When to define a new Function

lenscloth · September 19, 2017, 8:16am

I usually define a new Function, when

backward() is much simpler than forward().
Since some variables added to computation graph during Module.forward() can be meaningless.
For example,

# Inside of torch.nn.Module
def forward(x):
         x1 = x + 3
         x2 = x + 3
         x3 = x + 3
         x4 = x + 3
         x5 = x + 3
         return x5

here, variable x, x1, x2, x3, x4, x5 can be added in computation graph
in order to compute gradient later.

However, we only need x to compute gradient, because there was only + operation.

Considering this case, in order to save some memory I define new Function,

#Inside of Function
@staticmethod
def forward(ctx, x):
         ctx.save_for_backward(X)
         x1 = x + 3
         x2 = x + 3
         x3 = x + 3
         x4 = x + 3
         x5 = x + 3
         return x5

@staticmethod
def backward(ctx, z):
        x = ctx.saved_variables
        return x.fill(1)

Is this right case of defining new Function?
or pytorch’s autograd system automatically remove meaningless variables for backward()

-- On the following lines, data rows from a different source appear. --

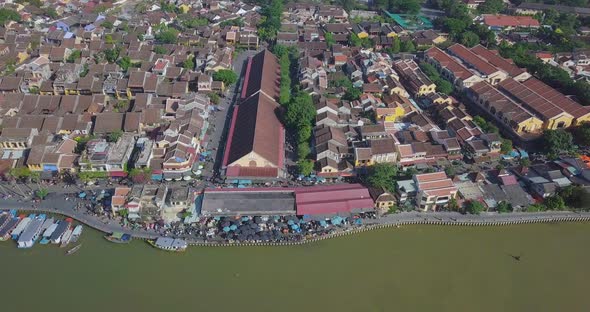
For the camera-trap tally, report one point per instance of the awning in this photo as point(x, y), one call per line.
point(117, 174)
point(133, 216)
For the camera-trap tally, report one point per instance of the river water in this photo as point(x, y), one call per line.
point(413, 268)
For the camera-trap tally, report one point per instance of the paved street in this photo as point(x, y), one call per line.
point(220, 121)
point(57, 203)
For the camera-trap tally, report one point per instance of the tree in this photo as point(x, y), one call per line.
point(536, 208)
point(7, 15)
point(228, 76)
point(41, 193)
point(443, 86)
point(305, 167)
point(214, 97)
point(188, 64)
point(407, 46)
point(303, 150)
point(429, 70)
point(525, 162)
point(469, 39)
point(124, 213)
point(270, 22)
point(20, 173)
point(405, 6)
point(76, 54)
point(114, 136)
point(346, 4)
point(160, 50)
point(125, 63)
point(555, 202)
point(504, 206)
point(111, 55)
point(396, 45)
point(304, 132)
point(300, 111)
point(491, 7)
point(354, 40)
point(557, 142)
point(107, 25)
point(450, 171)
point(51, 12)
point(453, 205)
point(194, 22)
point(382, 175)
point(454, 26)
point(506, 146)
point(329, 39)
point(581, 134)
point(474, 207)
point(139, 175)
point(169, 35)
point(352, 94)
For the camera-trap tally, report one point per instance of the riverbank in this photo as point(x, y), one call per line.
point(393, 220)
point(413, 268)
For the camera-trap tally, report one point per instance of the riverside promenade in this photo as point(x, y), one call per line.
point(398, 219)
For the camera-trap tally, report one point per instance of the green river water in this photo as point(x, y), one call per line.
point(413, 268)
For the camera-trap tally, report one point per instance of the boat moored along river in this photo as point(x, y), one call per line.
point(411, 268)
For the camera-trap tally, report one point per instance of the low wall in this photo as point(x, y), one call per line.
point(145, 236)
point(396, 224)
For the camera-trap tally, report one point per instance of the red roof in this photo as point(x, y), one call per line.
point(507, 20)
point(332, 199)
point(252, 172)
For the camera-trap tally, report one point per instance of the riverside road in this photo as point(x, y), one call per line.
point(56, 203)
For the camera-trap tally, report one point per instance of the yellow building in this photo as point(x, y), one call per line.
point(389, 113)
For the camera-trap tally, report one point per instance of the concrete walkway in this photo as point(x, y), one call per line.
point(66, 208)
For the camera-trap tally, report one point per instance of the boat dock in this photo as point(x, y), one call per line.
point(21, 226)
point(62, 227)
point(8, 227)
point(31, 233)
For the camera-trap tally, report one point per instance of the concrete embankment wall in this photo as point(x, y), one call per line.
point(145, 236)
point(400, 223)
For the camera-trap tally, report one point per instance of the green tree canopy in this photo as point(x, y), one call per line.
point(555, 202)
point(74, 55)
point(329, 39)
point(504, 206)
point(396, 45)
point(407, 46)
point(305, 167)
point(228, 76)
point(382, 175)
point(474, 207)
point(115, 135)
point(169, 35)
point(300, 110)
point(536, 208)
point(7, 15)
point(557, 142)
point(125, 63)
point(469, 39)
point(189, 64)
point(506, 146)
point(443, 86)
point(160, 50)
point(491, 7)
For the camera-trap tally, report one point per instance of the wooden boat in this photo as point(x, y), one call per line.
point(169, 244)
point(65, 240)
point(76, 234)
point(118, 237)
point(73, 250)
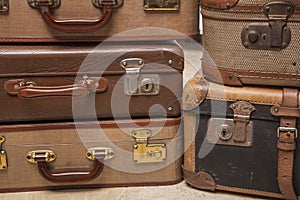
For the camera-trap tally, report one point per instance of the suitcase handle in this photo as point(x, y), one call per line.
point(71, 176)
point(71, 25)
point(29, 89)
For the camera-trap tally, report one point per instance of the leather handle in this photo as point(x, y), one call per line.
point(29, 89)
point(72, 25)
point(70, 176)
point(37, 91)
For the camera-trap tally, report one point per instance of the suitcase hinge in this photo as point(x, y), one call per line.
point(275, 34)
point(137, 83)
point(235, 132)
point(162, 5)
point(147, 153)
point(3, 155)
point(4, 5)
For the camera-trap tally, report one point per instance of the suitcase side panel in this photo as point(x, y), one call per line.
point(18, 143)
point(184, 21)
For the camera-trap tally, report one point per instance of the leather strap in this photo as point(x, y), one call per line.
point(287, 134)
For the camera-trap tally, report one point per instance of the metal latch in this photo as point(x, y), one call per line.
point(38, 3)
point(38, 155)
point(237, 131)
point(4, 5)
point(137, 83)
point(113, 3)
point(275, 34)
point(100, 153)
point(3, 155)
point(162, 5)
point(147, 153)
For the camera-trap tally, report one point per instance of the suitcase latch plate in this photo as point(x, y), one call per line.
point(275, 33)
point(4, 5)
point(234, 132)
point(164, 5)
point(147, 153)
point(137, 83)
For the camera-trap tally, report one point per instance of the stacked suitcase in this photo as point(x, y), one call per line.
point(79, 113)
point(241, 115)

alexis-jacq · September 19, 2017, 12:07pm

Autograd will create a tree with one branch for each operation (each “+” in your example) applied to a variable. That’s the only way to automatically compute the derivative. If you want to save memory, you can indeed create your own backward, so that a call of your whole function will count as a single operation in the tree.